Cáncer de ovario: el gran reto sigue siendo el diagnóstico precoz

Cada año, miles de mujeres reciben un diagnóstico de cáncer de ovario cuando la enfermedad ya se ha extendido fuera del propio órgano. 

Según datos de la Sociedad Española de Oncología Médica, tres de cada cuatro tumores se detectan en fases avanzadas, lo que complica notablemente el pronóstico. Especialistas en ginecología oncológica coinciden en que el gran reto pendiente no es tanto mejorar los tratamientos disponibles, sino conseguir identificar la enfermedad mucho antes.

El tumor de ovario suele crecer en la amplia cavidad abdominal durante un tiempo indeterminado sin generar síntomas claros. Cuando el crecimiento es todavía pequeño, apenas interfiere con otros órganos y provoca, a lo sumo, molestias muy inespecíficas: sensación de hinchazón, saciedad precoz o ligeras molestias abdominales. Son señales tan comunes que rara vez hacen pensar de inmediato en un cáncer ginecológico.

Durante años, este tumor ha sido descrito como un “asesino silencioso”, una etiqueta que varias especialistas han empezado a cuestionar. Una encuesta realizada entre más de 1.700 pacientes reveló que la inmensa mayoría sí había notado síntomas perceptibles muchos meses antes de recibir el diagnóstico definitivo.

A pesar de estos datos, hoy por hoy no existe ninguna prueba de cribado poblacional capaz de detectar el cáncer de ovario en sus fases iniciales. Un amplio ensayo clínico británico, realizado con más de 200.000 mujeres, probó a combinar la ecografía transvaginal con la detección de marcadores tumorales en sangre como estrategia de detección precoz, pero, aunque logró identificar tumores en fases más tempranas, no consiguió reducir la mortalidad global de la enfermedad.

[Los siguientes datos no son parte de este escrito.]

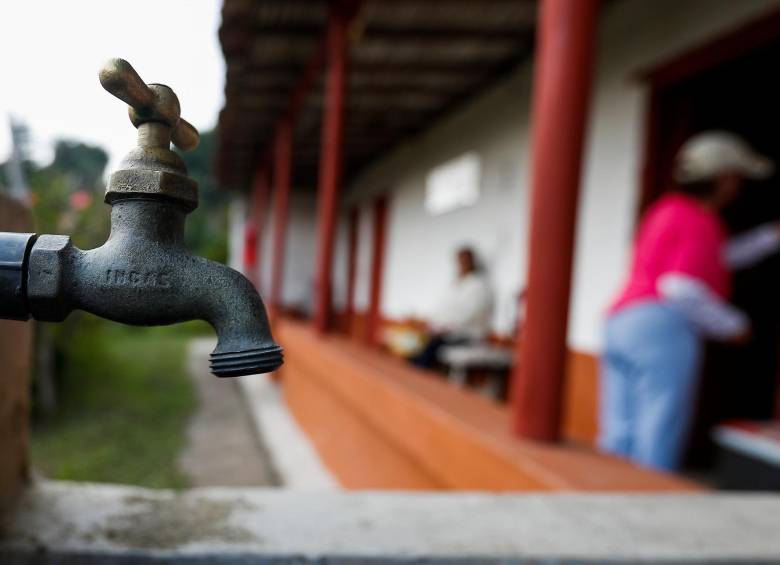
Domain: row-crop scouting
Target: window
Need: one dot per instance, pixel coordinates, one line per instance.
(453, 185)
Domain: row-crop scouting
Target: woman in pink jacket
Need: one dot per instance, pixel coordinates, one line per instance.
(676, 296)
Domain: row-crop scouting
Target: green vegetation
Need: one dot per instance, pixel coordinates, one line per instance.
(123, 408)
(122, 398)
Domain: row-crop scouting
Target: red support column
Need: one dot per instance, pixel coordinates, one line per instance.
(281, 207)
(258, 216)
(330, 163)
(562, 83)
(377, 265)
(352, 243)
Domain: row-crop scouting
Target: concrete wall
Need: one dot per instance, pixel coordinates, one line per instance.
(70, 524)
(15, 362)
(634, 35)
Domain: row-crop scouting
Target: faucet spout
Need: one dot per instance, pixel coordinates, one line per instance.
(145, 275)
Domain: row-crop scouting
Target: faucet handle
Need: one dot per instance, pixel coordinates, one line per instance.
(148, 102)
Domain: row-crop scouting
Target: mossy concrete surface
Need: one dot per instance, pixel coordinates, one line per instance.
(64, 523)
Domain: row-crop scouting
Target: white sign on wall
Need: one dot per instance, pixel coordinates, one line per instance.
(453, 185)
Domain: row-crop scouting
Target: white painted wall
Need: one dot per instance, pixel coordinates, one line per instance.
(298, 280)
(634, 35)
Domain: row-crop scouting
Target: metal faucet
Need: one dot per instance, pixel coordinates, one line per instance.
(143, 274)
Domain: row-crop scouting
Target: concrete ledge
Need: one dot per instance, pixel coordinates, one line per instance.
(67, 523)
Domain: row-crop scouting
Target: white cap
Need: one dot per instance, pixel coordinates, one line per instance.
(708, 154)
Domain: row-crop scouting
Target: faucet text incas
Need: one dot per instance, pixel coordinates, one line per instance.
(144, 274)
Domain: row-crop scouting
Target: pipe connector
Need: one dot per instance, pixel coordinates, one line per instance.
(143, 275)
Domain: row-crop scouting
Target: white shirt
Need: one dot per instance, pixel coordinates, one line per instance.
(465, 309)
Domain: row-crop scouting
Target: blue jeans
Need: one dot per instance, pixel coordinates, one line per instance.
(649, 377)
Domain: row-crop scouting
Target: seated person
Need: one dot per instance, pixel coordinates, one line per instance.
(463, 314)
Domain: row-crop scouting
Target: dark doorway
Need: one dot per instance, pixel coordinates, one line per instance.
(742, 96)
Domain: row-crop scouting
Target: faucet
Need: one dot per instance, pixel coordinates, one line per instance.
(143, 275)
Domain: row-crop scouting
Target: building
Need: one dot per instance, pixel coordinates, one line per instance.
(338, 113)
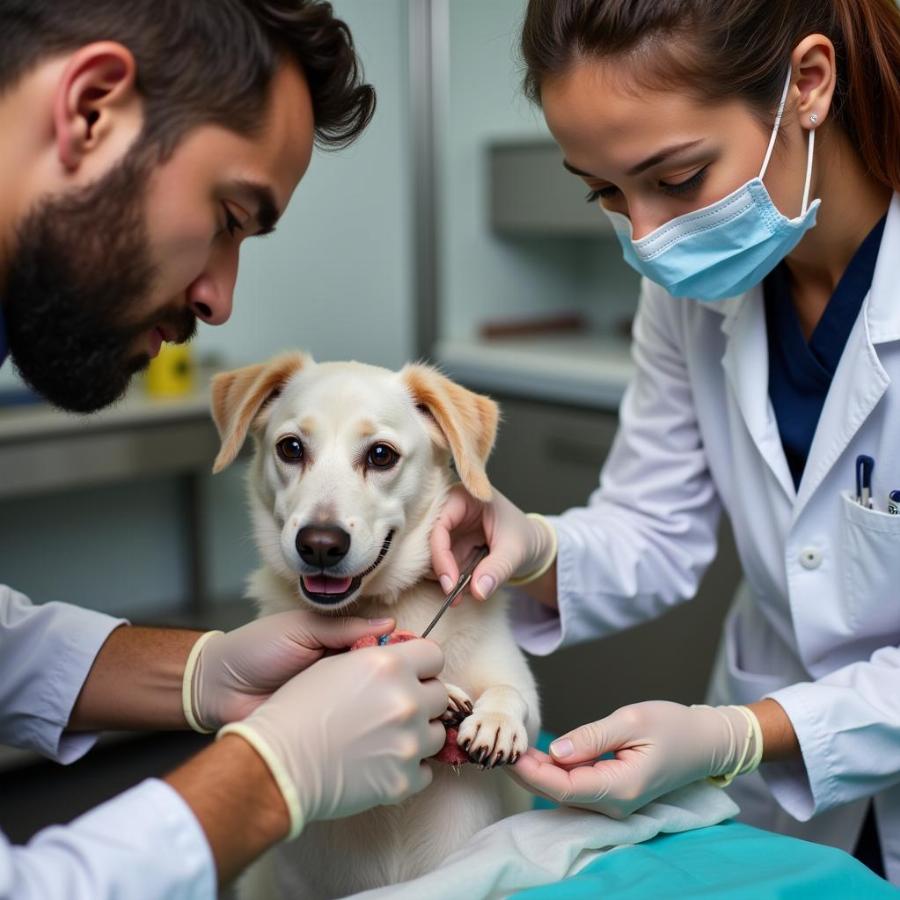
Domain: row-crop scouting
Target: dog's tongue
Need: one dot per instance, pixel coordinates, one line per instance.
(326, 584)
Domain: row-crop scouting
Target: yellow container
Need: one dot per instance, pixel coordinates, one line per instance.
(171, 374)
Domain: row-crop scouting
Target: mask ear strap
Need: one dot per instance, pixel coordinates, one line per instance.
(787, 87)
(812, 144)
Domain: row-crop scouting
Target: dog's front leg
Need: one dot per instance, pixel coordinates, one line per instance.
(495, 732)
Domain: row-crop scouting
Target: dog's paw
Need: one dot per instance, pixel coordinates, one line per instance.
(458, 706)
(492, 738)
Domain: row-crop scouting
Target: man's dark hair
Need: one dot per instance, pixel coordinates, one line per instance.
(202, 61)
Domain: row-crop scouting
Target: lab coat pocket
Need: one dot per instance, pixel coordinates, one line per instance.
(870, 547)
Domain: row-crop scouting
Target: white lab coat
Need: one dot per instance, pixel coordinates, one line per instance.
(145, 844)
(816, 623)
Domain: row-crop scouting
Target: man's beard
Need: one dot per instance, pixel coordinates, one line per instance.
(80, 270)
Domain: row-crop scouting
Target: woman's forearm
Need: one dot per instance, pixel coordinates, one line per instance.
(544, 589)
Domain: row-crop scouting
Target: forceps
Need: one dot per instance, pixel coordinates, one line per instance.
(465, 576)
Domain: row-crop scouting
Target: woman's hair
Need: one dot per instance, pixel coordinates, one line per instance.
(202, 61)
(720, 49)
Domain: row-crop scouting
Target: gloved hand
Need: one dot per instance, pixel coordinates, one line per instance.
(521, 545)
(658, 746)
(227, 676)
(352, 731)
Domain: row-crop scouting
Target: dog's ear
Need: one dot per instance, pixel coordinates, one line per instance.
(458, 418)
(240, 397)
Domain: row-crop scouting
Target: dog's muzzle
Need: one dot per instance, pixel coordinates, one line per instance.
(326, 589)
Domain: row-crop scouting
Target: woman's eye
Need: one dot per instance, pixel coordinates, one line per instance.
(382, 456)
(232, 224)
(685, 187)
(290, 450)
(601, 194)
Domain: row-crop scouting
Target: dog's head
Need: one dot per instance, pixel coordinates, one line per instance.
(351, 467)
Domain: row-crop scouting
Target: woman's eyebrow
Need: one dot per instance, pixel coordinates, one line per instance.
(648, 163)
(663, 155)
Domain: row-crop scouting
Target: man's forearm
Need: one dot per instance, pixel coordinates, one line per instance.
(135, 681)
(779, 738)
(236, 801)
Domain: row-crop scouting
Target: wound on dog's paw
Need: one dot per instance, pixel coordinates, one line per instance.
(450, 753)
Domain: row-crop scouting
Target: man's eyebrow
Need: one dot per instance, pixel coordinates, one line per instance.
(266, 213)
(648, 163)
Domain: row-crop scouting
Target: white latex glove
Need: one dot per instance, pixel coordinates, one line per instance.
(227, 676)
(658, 747)
(352, 731)
(520, 545)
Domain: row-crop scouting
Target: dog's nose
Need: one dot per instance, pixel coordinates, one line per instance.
(322, 545)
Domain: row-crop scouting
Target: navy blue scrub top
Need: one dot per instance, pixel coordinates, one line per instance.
(3, 348)
(800, 373)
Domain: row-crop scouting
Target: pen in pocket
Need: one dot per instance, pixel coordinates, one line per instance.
(864, 467)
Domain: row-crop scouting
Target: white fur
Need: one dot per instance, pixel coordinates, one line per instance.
(338, 401)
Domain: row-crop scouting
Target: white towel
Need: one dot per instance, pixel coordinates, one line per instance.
(545, 846)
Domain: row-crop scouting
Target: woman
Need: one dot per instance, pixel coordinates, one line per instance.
(749, 157)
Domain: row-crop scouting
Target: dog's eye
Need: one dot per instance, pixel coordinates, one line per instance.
(382, 456)
(290, 449)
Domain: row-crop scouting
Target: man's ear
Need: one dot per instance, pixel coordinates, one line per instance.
(239, 399)
(458, 418)
(96, 94)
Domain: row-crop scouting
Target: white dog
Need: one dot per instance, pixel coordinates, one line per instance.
(351, 468)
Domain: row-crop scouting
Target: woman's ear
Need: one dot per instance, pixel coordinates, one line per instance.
(96, 95)
(239, 399)
(460, 419)
(815, 61)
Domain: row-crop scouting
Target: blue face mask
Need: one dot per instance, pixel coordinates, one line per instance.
(724, 249)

Cuando el sistema no escucha los síntomas

Al preguntar a esas pacientes qué explicación les habían dado inicialmente sus médicos, los resultados fueron reveladores: buena parte de los síntomas se atribuyeron a causas digestivas o emocionales, como el síndrome del intestino irritable, el estrés, la gastritis o la depresión. A una parte relevante de las mujeres incluso se les llegó a decir que no tenían ningún problema de salud.

Para algunas especialistas, el problema no radica tanto en que el cáncer de ovario sea silencioso, sino en que sus señales no siempre se escuchan a tiempo, ni por las propias pacientes ni por el sistema sanitario. A día de hoy solo puede vigilarse de cerca a un grupo reducido de mujeres con mutaciones que predisponen a la enfermedad, como las alteraciones en el gen BRCA o el síndrome de Lynch, aunque estas apenas representan una quinta parte de los casos.

Cirugía y quimioterapia, un tándem inseparable

Pese a las dificultades del diagnóstico precoz, la medicina cuenta con cada vez más herramientas para tratar el cáncer de ovario y convertirlo en una enfermedad más manejable. Los especialistas destacan cuatro pilares fundamentales: la cirugía, el diagnóstico molecular, la quimioterapia y las terapias de mantenimiento dirigidas a alteraciones genómicas concretas. La supervivencia media a cinco años se sitúa actualmente en torno al 40%.

En los casos más extendidos, la cirugía puede prolongarse varias horas e implicar la extirpación de múltiples órganos afectados por implantes tumorales, con la posterior reconstrucción de las vías digestiva y urinaria. El objetivo es no dejar tumor visible, ya que ese factor influye de forma decisiva en el pronóstico posterior. La quimioterapia se encarga después de eliminar la enfermedad microscópica que el ojo del cirujano no puede detectar.

La detección precoz, la gran esperanza pendiente

Incluso con una cirugía exitosa, buena parte de las pacientes con tumores muy extendidos acaban recayendo, en muchos casos antes de los dos años. Cuando esto ocurre, algunas pueden someterse a nuevas intervenciones combinadas con quimioterapia adicional o participar en ensayos clínicos con fármacos experimentales, entre ellos moléculas diseñadas para transportar el tratamiento directamente hasta las células tumorales.

Los especialistas coinciden en que la verdadera revolución llegará cuando se consiga diagnosticar el cáncer de ovario en fases iniciales, antes de que el tumor se disemine por la cavidad abdominal. En esos casos, la supervivencia puede superar el 90%. Mientras esa vía de detección precoz sigue sin resolverse, la investigación continúa avanzando en nuevos fármacos y estrategias que ofrecen a las pacientes más opciones de futuro.